Platée à l'Opéra national du Rhin

Xl_plat_e4 © Alain Kaiser

Une grande majorité du public s'est franchement amusé et a tout aussi franchement manifesté son enthousiasme à l'issue de la dernière de Platée, donnée au Théâtre de la Sinne à Mulhouse, dans la production de Mariame Clément, étrennée en 2009 à Strasbourg. Il est de fait difficile de nier que le spectacle de cette « comédie lyrique » ou « ballet bouffon » de Jean-Philippe Rameau – dont on fête cette année les deux cent cinquante ans de la mort – est particulièrement réjouissant, avec d'indéniables réussites visuelles et autres gags hilarants, de surcroît parfaitement adapté aux exigences d'un public contemporain.

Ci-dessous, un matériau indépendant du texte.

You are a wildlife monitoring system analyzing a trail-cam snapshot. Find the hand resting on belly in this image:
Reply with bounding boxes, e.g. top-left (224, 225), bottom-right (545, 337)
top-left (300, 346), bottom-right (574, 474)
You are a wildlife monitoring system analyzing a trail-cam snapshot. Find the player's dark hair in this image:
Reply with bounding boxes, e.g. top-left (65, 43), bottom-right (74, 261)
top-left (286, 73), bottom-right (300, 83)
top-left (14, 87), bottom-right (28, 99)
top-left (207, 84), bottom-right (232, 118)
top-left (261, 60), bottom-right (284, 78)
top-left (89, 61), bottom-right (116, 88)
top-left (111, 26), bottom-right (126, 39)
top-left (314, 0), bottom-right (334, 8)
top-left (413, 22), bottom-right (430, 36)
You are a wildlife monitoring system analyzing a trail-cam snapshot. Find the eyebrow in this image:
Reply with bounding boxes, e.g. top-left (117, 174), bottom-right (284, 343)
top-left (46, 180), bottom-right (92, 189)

Avec Platée – créé au château de Versailles le 31 mars 1745, à l'occasion du mariage du Dauphin fils de Louis XV avec l'Infante Marie-Thérèse d'Espagne – naît le projet d'une réalisation qui vise à corriger les défauts des humains en se servant du mauvais exemple des dieux : ici la jalousie de Junon mise à l'épreuve par son mari Jupiter à travers son grotesque mariage avec la nymphe batracienne Platée, dont la laideur n'entame en rien l'outrageuse vanité, défaut exploité avec cruauté par le roi des Dieux. Platée est ainsi une de ces victimes tournées en dérision, dont l'opéra-bouffe a fait depuis toujours son miel !

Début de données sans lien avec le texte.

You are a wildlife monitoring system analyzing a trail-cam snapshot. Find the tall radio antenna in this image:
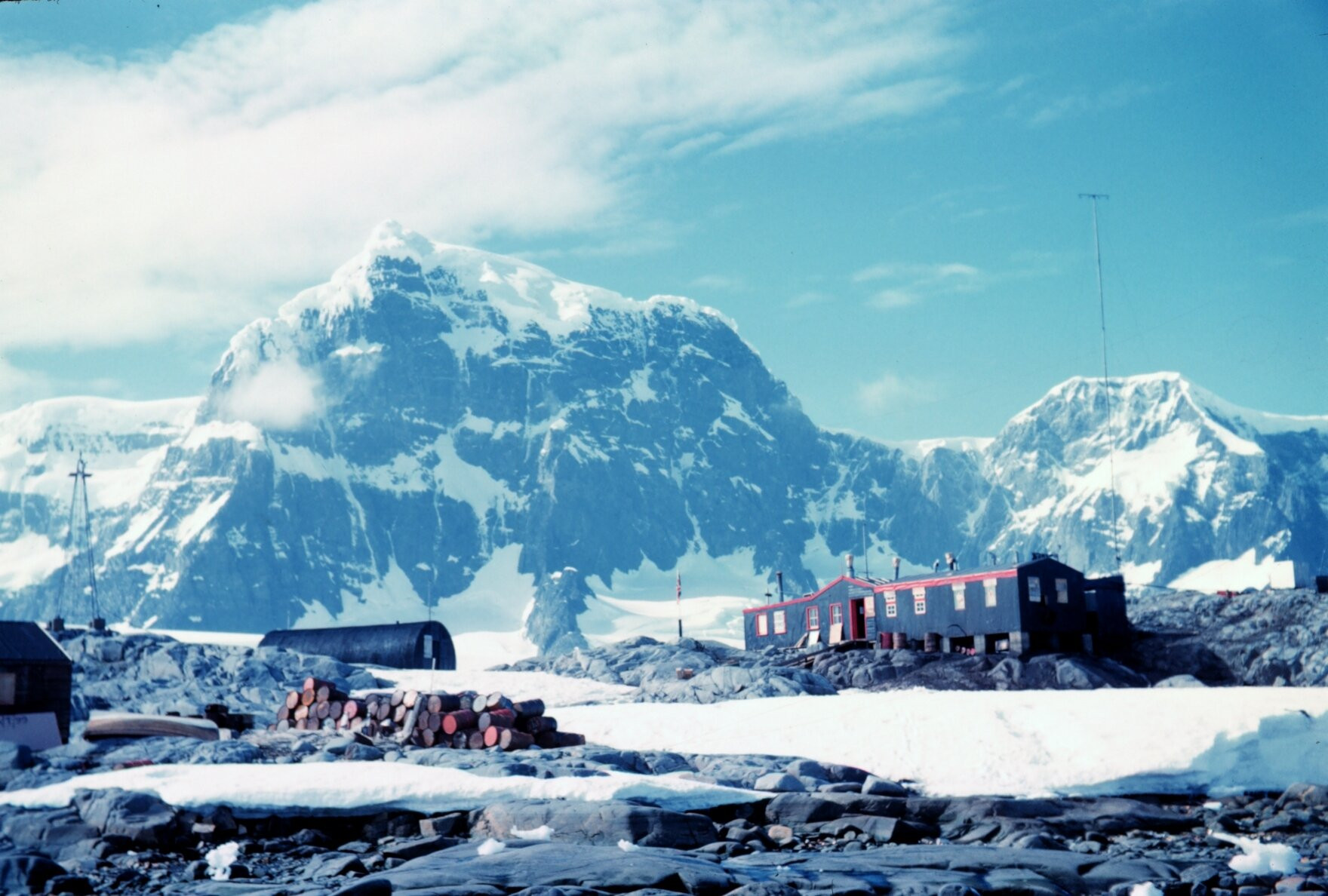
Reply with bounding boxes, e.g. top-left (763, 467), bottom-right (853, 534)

Mariame Clémént et Julia Hansen, sa décoratrice et conceptrice des costumes, situent l'action dans l'amérique triomphante et consumiériste des années cinquante. Dans le Prologue, Jupiter et Junon habitent une maison cossue, dotée de tous les symboles modernes de l' « american way of life ». L'irruption de Platée à l'acte I est saisissant : l'aquarium du salon, par un effet scénique ingénieux, est démesurémént agrandi, et on y découvre Platée sortant d'un nénuphar. Les gags et les idées insolites vont bon train - Amour sortant d'un congélateur mural, Jupiter arrivant dans une Thunderbird, ambassade de Momus flanqué d'un orchestre mexicain, fausses noces qui se déroulent dans un coffee shop... -, mais la machine s'emballe peut-être un peu (trop) dans le dernier acte, qui  vire au grand guignol, avec l'apparition de Superman, d'Albert Einstein, du Dalaï-Lama ou encore de Jean-Paul II !

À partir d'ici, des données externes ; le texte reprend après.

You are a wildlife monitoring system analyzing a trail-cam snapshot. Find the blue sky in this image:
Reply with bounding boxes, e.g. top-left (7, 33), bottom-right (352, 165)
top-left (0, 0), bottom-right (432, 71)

Le ténor aigu d'Emiliano Gonzalez-Toro – déjà présent en 2009 – trouve un emploi idéal dans le rôle de la nymphe : maquillé en première partie comme un personnage de cauchemar, il n'en demeure pas moins humain de bout en bout, avec un style impeccable et une diction absolument exemplaire. Andrew Schroeder se montre tout aussi convaincant en Jupiter, le sérieux de ses attitudes conférant un surcroît de crédibilité à ses avances amoureuses. De son côté, Ana-Camelia Stefanescu brille dans les aigus stratosphériques du personnage de la Folie, tandis que le toujours excellent Cyril Auvity nous gratifie de son timbre suave et de son articulation parfaite. Dommage enfin, pour la formidable mezzo française Isabelle Druet, que Junon ait si peu à chanter, alors que son numéro de maîtresse de maison dépassée par les évènements, au I, restera en mémoire.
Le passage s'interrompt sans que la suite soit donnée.